Furthermore, a renowned Scholar, at Catholic Studies Program at the Ethics and Public Policy Center Steve White, criticized those who were expecting the pope to alter the church’s position on same-sex unions as unrealistic. He claims that;

“This isn’t a waffling back-and-forth from Pope Francis,” he said. “This is consistent with statements like ‘Who am I to judge?’ People who don’t see that are misunderstanding the pope.”

The decree comes just five months after Francis roused hopes among LGBT Catholics with comments calling for same-sex couples to be “legally covered” by civil union laws.

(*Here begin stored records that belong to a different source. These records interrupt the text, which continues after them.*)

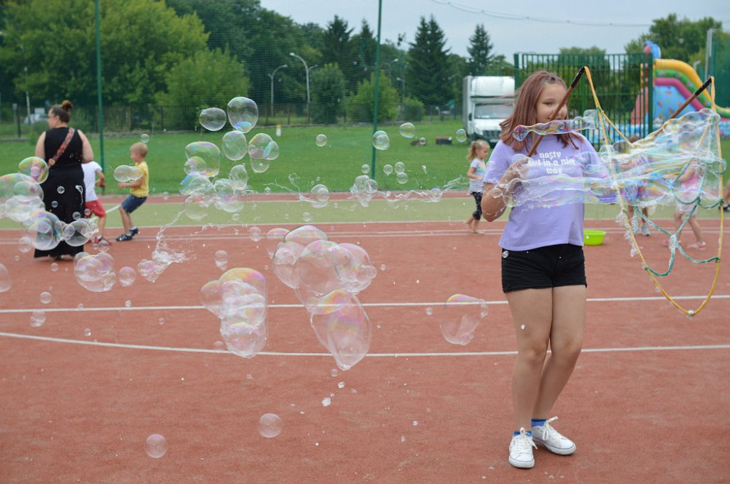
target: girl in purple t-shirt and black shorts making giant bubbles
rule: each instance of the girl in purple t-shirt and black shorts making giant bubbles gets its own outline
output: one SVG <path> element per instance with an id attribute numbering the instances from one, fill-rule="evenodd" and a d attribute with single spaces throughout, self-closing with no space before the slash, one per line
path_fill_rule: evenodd
<path id="1" fill-rule="evenodd" d="M 550 203 L 545 200 L 529 198 L 520 179 L 528 173 L 533 178 L 537 171 L 537 176 L 566 175 L 580 181 L 585 165 L 595 163 L 596 152 L 583 136 L 568 133 L 542 138 L 528 160 L 537 135 L 530 133 L 523 141 L 512 138 L 518 125 L 549 122 L 566 92 L 565 82 L 548 71 L 537 71 L 526 79 L 514 112 L 502 122 L 501 141 L 493 149 L 484 178 L 482 211 L 489 222 L 504 213 L 510 199 L 515 200 L 499 244 L 502 290 L 518 342 L 512 372 L 515 432 L 509 461 L 521 468 L 534 466 L 536 443 L 559 455 L 572 454 L 576 448 L 550 425 L 556 419 L 550 413 L 583 346 L 583 203 L 569 193 L 568 198 L 559 198 L 558 190 L 550 194 L 556 203 L 546 206 Z M 566 117 L 562 106 L 554 119 Z M 551 354 L 545 363 L 548 346 Z"/>

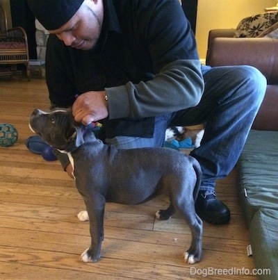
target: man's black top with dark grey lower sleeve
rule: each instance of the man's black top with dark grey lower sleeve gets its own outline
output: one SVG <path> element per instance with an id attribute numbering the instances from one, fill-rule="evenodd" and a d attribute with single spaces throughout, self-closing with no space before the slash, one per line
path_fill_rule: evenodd
<path id="1" fill-rule="evenodd" d="M 56 106 L 105 89 L 108 138 L 151 138 L 155 116 L 196 106 L 204 89 L 195 38 L 177 0 L 104 0 L 95 49 L 73 49 L 49 36 L 46 78 Z"/>

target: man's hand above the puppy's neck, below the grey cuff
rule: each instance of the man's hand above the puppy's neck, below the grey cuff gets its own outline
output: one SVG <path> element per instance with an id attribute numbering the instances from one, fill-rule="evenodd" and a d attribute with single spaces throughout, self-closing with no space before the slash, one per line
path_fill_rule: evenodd
<path id="1" fill-rule="evenodd" d="M 108 117 L 106 91 L 90 91 L 79 95 L 72 106 L 72 114 L 76 122 L 84 125 Z"/>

Although the report suggested that the pope’s comments were never intended to be public become public since its origin was from a portion of a 2019 interview with a Mexican broadcaster that was never aired.

But many gay Catholics, speaking on Monday, said they felt betrayed or wounded by the Marianne Duddy-Burke, executive director of Dignity¬USA, America’s largest Although gay Catholics, said it is “hard for a lot of people to understand just how removed the church is, from human rights advances that are being made in the rest of society.”

Meanwhile, Aurelio Mancuso, former head of Arcigay, Italy’s leading gay rights group, disclosed that in a ceremony with his partner, in 2016, a priest had blessed their wedding bands — and that such acts would continue to go on, “regardless of the reprimands.”

“Catholic homosexuals like me know the opinions and traditions of the Catholic Church,” Mancuso said. “The gist of it is that we’re not part of the Creator’s design, and are thus a sin, something that has to be corrected. It’s intolerable that the hierarchy — not the church — stubbornly keeps justifying discrimination.”

He continued by insisting that no matter the determinations inside the Vatican, the gates for greater acceptance had “already swung open.”

“This is a document that nobody needed,” Mancuso said. “It’s not about the truth of faith, but the opinion of the hierarchy.”